During the 1970s energy crisis, cars were lined up for blocks at gas stations waiting for them to open for a few hours daily to dole out tiny amounts of gasoline to each customer before running out. Fuel prices then soared, and OPEC potentates reopened their wells to become super-rich on American dollars. The oil industry got Congress to approve drilling on Alaska's North Coast Shelf where large amounts of untapped oil and gas were known to be present. This was a good idea which a few environmental scientists (including me) approved, but I vociferously opposed shipping the oil (but wasting the gas) from Alaska to the lower 48 states via ocean tankers because an accidental spill was inevitable.

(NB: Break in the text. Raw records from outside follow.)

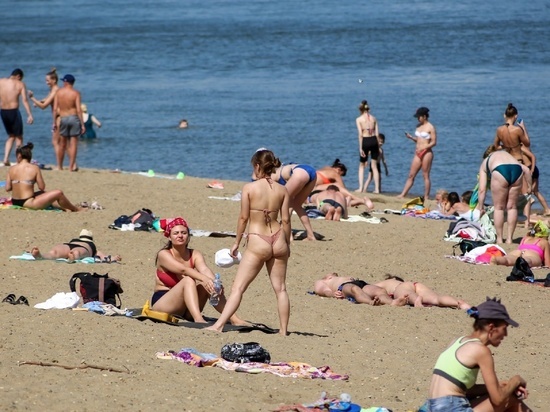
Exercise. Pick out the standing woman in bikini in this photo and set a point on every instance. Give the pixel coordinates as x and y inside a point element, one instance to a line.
<point>51,82</point>
<point>367,129</point>
<point>425,138</point>
<point>299,180</point>
<point>24,175</point>
<point>268,240</point>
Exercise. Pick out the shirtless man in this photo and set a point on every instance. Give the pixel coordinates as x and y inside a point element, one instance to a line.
<point>511,135</point>
<point>11,89</point>
<point>357,291</point>
<point>332,203</point>
<point>67,106</point>
<point>418,294</point>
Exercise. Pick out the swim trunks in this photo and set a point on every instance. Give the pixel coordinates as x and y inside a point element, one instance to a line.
<point>12,122</point>
<point>70,126</point>
<point>370,145</point>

Remember the Exxon-Valdez' huge spill in Alaskan waters?

I suggested in the 1970s' Newsday and NY Times letters and in other media that both Alaskan oil and gas should be transported by infinitely safer pipelines along Canada's Mackenzie Valley down to Edmonton, where pipelines already connected to the US. Now, Canada is extending its piplelines all the way up to its Arctic coast, and US fuel companies may join in constructing the Mackenzie lines if Congress and President Bush open up our Arctic Wildlife Preserve which is contiguous to the new Canadian drilling areas.

The drilling, pumping and transportation of both American and Canadian Arctic gas and oil should be done only if adequate amounts of fuel resources are present, and if both projects do no long-term irreparable environmental damage to wildlife, birds, fishes, and habitats that would be affected. America's East Coast shelf should also be tapped to reduce our dependence on expensive overseas foreign fuels. More than half our economy would be shut down if overseas fuel exporters decided again to put political pressure on America by banning fuel shipments to us as they did in 1973.

Unfounded false environmental fears in the 1970s had sabotaged efforts to merely explore for gas and oil on our East Coast shelf 60-100 miles out from land. Both state and federal authorities reacted like head-in-the-sand ostriches and banned shelf exploratory drilling on the outer continental shelf 90 miles offshore where sea-floor pipelines (much safer than tankers or barges) were planned to bring oil and gas ashore.

Today, modern technology, satellite positioning, pinpoint drilling and three-dimensional subsurface imaging (developed by my former student, Michael Zeitlin), make offshore drilling far safer environmentally than ever before. Zeitlin's new technology, which is revolutionizing the oil and gas industries, is described in the January 2001 Atlantic Monthly magazine (p. 40) and in the NY Times' January 30 Science Times. He is CEO of Magic Earth Co. and was featured on a recent Jim Lehrer PBS News Hour Report.